Neubau
Universität Heidelberg INF 104 "Heidelberg for Life"
Auf dem Campus der Universität Heidelberg entsteht mit dem Forschungsgebäude INF 104 – Heidelberg for Life (H4L) – für das international renommierte Zentrum für Molekulare Biologie Heidelberg (ZMBH) ein Ort der Begegnung, des Austauschs und der interdisziplinären Zusammenarbeit. Die Architektur übersetzt Kommunikation als Leitidee in räumliche Offenheit und vielfältige Begegnungszonen – im Außen- wie im Innenraum.
Projektdaten
Standort: Heidelberg
Bauherr: Vermögen und Bau Baden-Württemberg
Vergabe: VgV-Verfahren
Status: in Realisierung
Projektzeitraum: 2024-2029

Forschungsbrücke in die Campusstruktur
Als Eingangsgebäude markiert das H4L den südöstlichen Zugang zum Campus Neuenheimer Feld.
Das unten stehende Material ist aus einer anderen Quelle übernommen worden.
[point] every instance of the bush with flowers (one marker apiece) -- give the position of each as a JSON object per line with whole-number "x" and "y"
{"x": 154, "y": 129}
Zwischen dem Zentrum für Molekulare Biologie Heidelberg (ZMBH) und dem Max-Planck-Institut für Medizinische Forschung (MPI) gelegen, übernimmt das Gebäude eine verbindende Rolle zwischen beiden Forschungseinrichtungen. Dadurch entsteht ein Ensemble mit starker Identität, das funktionale Anforderungen ebenso wie den stadträumlichen Kontext berücksichtigt.
Freiraum als Kommunikationsfläche
Zwischen dem Neubau H4L und dem Bestandsgebäude des MPI entsteht ein neuer Außenraum, der als grüner Treffpunkt für Begegnung und Austausch gestaltet ist. Bepflanzung und Sitzgelegenheiten schaffen eine einladende Atmosphäre und laden zum Verweilen ein. Im Norden schließt der Neubau an eine denkmalgeschützte barocke Gartenanlage sowie an eine Obstwiese an. Das verglaste Erdgeschoss nimmt diese Umgebung auf und schafft fließende Übergänge und Blickbeziehungen zwischen Innen- und Außenraum.
Flexible Labororganisation
Der Neubau H4L folgt einer kompakten, rechteckigen Grundform und erstreckt sich über vier Geschosse sowie ein zurückgesetztes Technikgeschoss. Er gliedert sich in drei Bereiche: ein vollständig verglastes Sockelgeschoss für Veranstaltungen und Seminare, drei Laborebenen als Herzstück der Forschung sowie die zurückgesetzte Technikzentrale auf dem Dach.
Die Laborflächen sind als offene Cluster organisiert, mit Auswertezonen entlang der Fassaden und innenliegenden Nebenräumen. Zwei Sichtbetonkerne bündeln technische Funktionsräume, Aufzüge sowie weitere Nebenräume und geben dem Grundriss über alle Geschosse hinweg eine klare Ordnung.

Offenheit im Forschungsalltag
Die Fassade spiegelt die funktionale Organisation des Neubaus wider. Ein regelmäßiges Grid aus leichten Glasfaserbeton-Fertigteilen und einer Holz-Aluminium-Pfosten-Riegel-Fassade gliedert das Gebäude und prägt sein äußeres Erscheinungsbild. Im Inneren schaffen helle Materialien und Farben eine offene, freundliche Atmosphäre und unterstützen sowohl gute Arbeitsbedingungen als auch die Orientierung im Haus.